The ones that didn't send it, you send increasingly urgent emails every other day to remind them they are supposed to register.
2) Personalized, Mail Merged Drip Campaigns
Here is a real world scenario which happens to me personally all the time. I get a non techie business person that asks me "Hey Met, all this cloud applications stuff, I just don;t get it... Do you have something you can send me that I can read?" ... Of course I know I can't educate someone with a single pdf document now can I? I have on my laptop 100s of analyst papers on cloud computing? If I only send one generic one, on say, ROI, it obviously only touches on a single isolated topic. If I send them all, he'd get information overload and probably ignore it.
So, what should I really do? Well, the answer is something that all good sales people would intuitively know... Send an initial, simple email that says ..
"Hey Mike, I'm just following up on our talk the other day on your interest in cloud computing. I have lots of material on it and will occasionally send you material that I think would interest you."
Then your supposed to proceed to follow through with your promise. The good sales people do, they always have. However, its too time consuming for the 90% of the "mediocre" sales people and they just don't do it.
That's where salesforce.com can come to the rescue. You can add these types of contacts to a "campaign" that will send them out email (with attachments) on a regular basis.
So you can take your list of 20 analyst papers covering different topics, think about the order they should be presented in and what kind of email you should use to introduce the topic... And once you add the contact to the campaign ... Wallah, Drip, Drip, Drip.. System will send out the email on your behalf as if you sent it. If you do it right, these should come from the salesperson and should be relevant and thought through, as if its old-school hard working sales person manually sent it.
3) When-U-Joined Based Subscription Content
Though I haven't yet come up with a better name for it, this is my favorite.
In the 1990s, long before permission marketing became popular, I had a friend who had started a website called dailylaff.com. It was very basic. People came onto a website, they SIGNED UP to receive a funny joke daily, and delivered by email.
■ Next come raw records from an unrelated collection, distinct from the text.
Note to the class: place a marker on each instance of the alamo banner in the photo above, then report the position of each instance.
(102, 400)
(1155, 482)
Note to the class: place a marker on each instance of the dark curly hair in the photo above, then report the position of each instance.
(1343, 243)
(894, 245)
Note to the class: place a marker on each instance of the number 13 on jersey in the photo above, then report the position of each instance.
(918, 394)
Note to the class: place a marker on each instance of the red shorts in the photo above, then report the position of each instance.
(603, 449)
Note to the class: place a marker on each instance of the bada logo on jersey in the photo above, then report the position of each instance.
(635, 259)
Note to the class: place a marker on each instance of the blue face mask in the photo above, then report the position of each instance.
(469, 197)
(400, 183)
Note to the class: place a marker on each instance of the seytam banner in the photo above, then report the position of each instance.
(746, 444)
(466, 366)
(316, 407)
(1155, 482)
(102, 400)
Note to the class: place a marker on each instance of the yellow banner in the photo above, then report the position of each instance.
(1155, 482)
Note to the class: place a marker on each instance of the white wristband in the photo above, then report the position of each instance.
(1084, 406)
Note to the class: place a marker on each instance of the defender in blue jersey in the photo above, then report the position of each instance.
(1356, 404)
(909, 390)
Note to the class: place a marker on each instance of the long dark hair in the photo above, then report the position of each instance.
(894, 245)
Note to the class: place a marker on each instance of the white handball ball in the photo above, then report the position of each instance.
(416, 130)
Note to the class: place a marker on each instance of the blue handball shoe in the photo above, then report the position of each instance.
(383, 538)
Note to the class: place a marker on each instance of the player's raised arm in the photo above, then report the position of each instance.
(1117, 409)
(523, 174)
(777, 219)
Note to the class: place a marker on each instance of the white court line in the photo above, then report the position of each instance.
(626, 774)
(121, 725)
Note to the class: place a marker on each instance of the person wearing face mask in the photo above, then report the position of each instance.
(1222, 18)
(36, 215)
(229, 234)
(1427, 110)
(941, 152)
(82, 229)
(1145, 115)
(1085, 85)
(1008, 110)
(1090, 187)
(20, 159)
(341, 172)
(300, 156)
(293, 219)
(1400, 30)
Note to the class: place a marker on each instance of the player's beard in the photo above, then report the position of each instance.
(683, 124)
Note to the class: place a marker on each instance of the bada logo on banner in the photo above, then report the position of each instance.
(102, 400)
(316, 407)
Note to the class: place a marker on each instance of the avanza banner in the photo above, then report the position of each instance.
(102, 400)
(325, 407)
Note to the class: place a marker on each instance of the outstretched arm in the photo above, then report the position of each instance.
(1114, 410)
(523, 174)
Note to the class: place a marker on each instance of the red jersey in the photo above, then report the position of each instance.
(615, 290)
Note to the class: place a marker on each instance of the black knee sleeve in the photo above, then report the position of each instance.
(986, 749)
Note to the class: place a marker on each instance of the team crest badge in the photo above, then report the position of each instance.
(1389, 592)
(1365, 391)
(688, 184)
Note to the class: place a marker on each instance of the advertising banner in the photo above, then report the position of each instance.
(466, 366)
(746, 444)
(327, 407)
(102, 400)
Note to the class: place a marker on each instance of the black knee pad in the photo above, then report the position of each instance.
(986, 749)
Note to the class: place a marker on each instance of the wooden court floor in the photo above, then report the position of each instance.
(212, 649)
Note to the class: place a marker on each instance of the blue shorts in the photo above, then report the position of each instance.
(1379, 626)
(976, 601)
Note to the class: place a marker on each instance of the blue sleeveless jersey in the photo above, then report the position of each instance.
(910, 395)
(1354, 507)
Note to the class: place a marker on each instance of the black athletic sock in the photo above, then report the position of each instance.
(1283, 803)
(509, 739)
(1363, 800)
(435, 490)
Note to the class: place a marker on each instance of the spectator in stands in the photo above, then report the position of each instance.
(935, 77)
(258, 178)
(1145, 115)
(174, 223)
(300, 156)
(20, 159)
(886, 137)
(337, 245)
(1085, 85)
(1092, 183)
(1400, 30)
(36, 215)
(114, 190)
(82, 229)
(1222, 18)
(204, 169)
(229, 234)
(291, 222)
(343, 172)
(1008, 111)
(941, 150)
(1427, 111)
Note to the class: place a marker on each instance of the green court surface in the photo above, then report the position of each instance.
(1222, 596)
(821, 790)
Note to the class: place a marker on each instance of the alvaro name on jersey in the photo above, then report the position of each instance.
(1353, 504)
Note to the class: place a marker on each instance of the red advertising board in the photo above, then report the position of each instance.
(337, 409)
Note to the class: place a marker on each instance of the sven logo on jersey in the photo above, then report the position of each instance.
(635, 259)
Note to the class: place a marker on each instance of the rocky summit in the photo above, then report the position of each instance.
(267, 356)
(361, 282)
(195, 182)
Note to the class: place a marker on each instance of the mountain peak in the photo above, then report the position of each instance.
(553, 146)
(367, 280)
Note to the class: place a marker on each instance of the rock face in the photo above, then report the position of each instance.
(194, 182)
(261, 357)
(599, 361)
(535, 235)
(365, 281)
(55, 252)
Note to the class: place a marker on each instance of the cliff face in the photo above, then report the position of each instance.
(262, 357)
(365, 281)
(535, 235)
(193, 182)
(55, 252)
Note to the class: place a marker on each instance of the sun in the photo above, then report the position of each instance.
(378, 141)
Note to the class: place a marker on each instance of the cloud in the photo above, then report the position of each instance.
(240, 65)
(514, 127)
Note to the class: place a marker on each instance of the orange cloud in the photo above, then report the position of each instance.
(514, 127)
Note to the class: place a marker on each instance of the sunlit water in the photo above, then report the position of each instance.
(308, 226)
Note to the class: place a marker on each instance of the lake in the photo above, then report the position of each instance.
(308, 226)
Here was the problem, as was and largely still is the same problem on all of these types of subscribe-then-push content and technologies. If you sign up today to receive content, you join the list of everyone else receiving content, BUT you don't get the past content that was sent BEFORE you signed up.
So the solution is to send content based on when they signed up and go back and start from content #1 and send emails accordingly.
I was doing this with dailylaff.com, but it was a major pain to process all of those records. Salesforce.com technology makes this much easier to accomplish.
As a side note, this was the 1990s so there wasn't A LOT of this kind of stuff out there. As dumb as it might sound, this thing had the potential to become huge, just because of the permission to mail. But I was too young and impatient to grow something like that a few people at a time, so I shut it down after my friend handed it to me to run. (even though it had about 10,000 subscribers in its infancy). A few months ago Daily Candy sold for an obscene amount of money. The only asset it had was a big list of people willing to receive email from the company. This lesson always reminds me of my strategy professor during my MBA at UCI - he was a rich self made retired ex entrepreneur named Richard Chandler and the one thing that he said that always stuck with me is that the #1 mistake most entrepreneurs (aka marketers) make is that they don't give enough time for the magic of compounding to kick in. Compounding not only works for interest at the bank, it works on your careers, your campaigns, your businesses, everything. You have to give it time to play out and changing jobs/businesses/ideas/campaigns too fast hurts you in the long run.